企業経営では現場が重要である。いくら頭で考えたとしても、実態を知らなければ机上の空論である。理論的な学問はあるが、理論的な経営はない。経営に関する理論は後付けである。ほぼ同じことながら、スマホを見ながら街を歩くのは「アホ」の象徴だと思っている。
僕だって時々、街中でスマホを見る。道に迷った場合である。山歩きと違って街中で目的地に迷わずに行き着くのは難しい。ましてや行く度に変貌する東京は大変だ。
そんな時、歩きながらは不可能に近い。僕の場合、目的地を事前に打ち込んでいないから。自分の位置を確かめ、目的地を確かめ、それから歩くのが正統な方法だろう。
それはともあれ、街中をふらふら歩くと情報収集になる。何が流行っているのか、どんな傾向があるのか、ふと閃くときがある。いくつかの街というか都市を歩き、比較すると、栄枯盛衰も見えてくる。不動産屋なら、投資すべき物件のヒントが得られる。
そんな大事な機会を逃すようにスマホを見ながら歩いて満足なのか。スマホなんて、いつでも見られる。サービス残業をするくらいなら、適当に席を外してスマホを見ればいい。
それよりも、街を歩く機会は多くない。今日と1月後と、比較するだけでも得るところがある。
政治的な議論に発展しているように、スマホの情報はワンパターン社会を作り出す。ワンパターンを言い換えると「他人と同じ」である。「他人と同じ」は心の安寧を生み出すものの、断崖絶壁の海に向って一斉に行進するネズミ類(レミング)と同じではないのか。これから、スマホ人を「ネズミちゃん」と呼ぼうかな。

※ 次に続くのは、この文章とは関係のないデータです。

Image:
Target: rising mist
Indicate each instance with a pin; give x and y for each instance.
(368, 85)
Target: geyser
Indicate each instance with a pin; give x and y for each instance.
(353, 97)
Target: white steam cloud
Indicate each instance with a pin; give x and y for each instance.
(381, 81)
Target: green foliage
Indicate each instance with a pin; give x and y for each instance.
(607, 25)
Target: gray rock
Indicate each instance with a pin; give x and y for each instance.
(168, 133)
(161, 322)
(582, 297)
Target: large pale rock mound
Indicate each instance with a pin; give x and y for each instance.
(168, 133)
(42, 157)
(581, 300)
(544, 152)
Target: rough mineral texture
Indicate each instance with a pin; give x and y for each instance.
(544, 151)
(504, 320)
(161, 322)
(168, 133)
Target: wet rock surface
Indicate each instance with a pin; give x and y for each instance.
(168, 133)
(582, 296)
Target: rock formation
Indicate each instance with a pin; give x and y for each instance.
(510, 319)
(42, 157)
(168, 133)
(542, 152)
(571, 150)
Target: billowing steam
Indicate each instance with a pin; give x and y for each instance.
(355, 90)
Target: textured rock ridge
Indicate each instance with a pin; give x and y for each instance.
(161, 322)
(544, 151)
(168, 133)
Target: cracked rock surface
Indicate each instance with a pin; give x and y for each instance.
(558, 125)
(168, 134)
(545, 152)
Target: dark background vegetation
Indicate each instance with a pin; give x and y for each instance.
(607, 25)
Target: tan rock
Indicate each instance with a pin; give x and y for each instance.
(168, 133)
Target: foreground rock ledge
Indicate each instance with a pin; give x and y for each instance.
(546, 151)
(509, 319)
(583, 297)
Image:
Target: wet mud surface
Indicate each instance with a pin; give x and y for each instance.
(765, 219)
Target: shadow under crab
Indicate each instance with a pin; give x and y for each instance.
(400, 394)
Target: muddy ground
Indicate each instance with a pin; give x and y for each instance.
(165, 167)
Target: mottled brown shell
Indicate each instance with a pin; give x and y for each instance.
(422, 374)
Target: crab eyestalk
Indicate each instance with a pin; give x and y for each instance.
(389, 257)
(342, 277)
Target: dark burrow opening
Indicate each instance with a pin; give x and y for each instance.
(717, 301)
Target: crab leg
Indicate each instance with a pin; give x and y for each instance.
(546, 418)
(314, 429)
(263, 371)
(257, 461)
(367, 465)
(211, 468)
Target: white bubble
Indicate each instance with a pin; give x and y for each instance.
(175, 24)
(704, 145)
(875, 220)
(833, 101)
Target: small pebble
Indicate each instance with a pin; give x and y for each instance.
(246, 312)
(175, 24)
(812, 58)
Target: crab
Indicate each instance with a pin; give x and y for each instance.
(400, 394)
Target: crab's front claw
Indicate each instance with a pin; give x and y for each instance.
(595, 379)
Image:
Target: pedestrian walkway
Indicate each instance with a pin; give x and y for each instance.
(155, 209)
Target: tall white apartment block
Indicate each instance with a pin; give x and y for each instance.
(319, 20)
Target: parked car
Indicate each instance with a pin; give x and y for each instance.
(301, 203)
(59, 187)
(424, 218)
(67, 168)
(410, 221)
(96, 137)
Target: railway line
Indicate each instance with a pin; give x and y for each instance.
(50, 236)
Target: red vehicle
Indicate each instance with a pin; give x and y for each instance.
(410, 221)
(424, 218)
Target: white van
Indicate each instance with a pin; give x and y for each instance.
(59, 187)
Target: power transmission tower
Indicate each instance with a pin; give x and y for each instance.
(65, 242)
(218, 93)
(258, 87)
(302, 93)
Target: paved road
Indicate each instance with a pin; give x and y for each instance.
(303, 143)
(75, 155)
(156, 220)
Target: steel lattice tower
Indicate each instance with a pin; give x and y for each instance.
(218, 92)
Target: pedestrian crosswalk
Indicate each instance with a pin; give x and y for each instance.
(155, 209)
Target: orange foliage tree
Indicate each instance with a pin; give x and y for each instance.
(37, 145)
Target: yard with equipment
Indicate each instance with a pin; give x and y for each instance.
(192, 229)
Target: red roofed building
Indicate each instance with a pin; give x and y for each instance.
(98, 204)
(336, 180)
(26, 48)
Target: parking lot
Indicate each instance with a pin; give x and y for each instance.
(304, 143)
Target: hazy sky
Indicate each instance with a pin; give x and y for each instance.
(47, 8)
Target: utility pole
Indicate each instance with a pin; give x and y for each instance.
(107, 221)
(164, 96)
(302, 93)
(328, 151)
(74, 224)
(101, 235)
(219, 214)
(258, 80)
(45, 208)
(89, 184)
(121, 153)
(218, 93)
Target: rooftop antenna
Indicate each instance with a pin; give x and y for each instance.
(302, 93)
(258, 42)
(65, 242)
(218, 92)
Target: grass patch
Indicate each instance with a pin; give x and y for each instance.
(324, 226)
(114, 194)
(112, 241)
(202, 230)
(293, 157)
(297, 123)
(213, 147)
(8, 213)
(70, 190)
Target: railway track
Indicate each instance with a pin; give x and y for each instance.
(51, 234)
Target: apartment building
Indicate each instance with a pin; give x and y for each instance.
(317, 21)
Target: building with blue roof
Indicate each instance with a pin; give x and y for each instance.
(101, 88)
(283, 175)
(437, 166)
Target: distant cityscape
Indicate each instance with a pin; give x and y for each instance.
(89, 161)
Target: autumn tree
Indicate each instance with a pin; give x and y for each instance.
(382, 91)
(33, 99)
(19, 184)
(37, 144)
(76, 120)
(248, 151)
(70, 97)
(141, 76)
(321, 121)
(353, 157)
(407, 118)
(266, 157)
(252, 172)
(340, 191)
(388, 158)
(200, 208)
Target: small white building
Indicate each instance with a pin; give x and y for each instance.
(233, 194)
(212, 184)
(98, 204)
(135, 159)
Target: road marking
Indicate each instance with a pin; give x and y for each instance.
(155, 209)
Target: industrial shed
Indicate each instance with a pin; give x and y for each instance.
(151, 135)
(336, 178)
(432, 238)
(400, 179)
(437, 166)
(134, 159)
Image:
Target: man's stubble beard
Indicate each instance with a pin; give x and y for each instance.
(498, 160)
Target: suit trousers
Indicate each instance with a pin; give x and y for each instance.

ネットの時代は非常に便利である。今まで想像できなかったような大量の情報を簡単に提供してくれる。
「でも」と思う。そんな、どこにでも転がっている情報には価値がない。むしろマイナスの価値だろう。投資で他人と同じことをしていると、高値つかみになりかねないので。
価値があるのは独自の情報である。独自の情報を得るには、まずはネットから離れるのが一番である。その上で感性を研ぎ澄ませ、バーチャルではなく、実社会を見て、得たヒントを手がかりとして考えることに尽きる。天才なら別だろうが。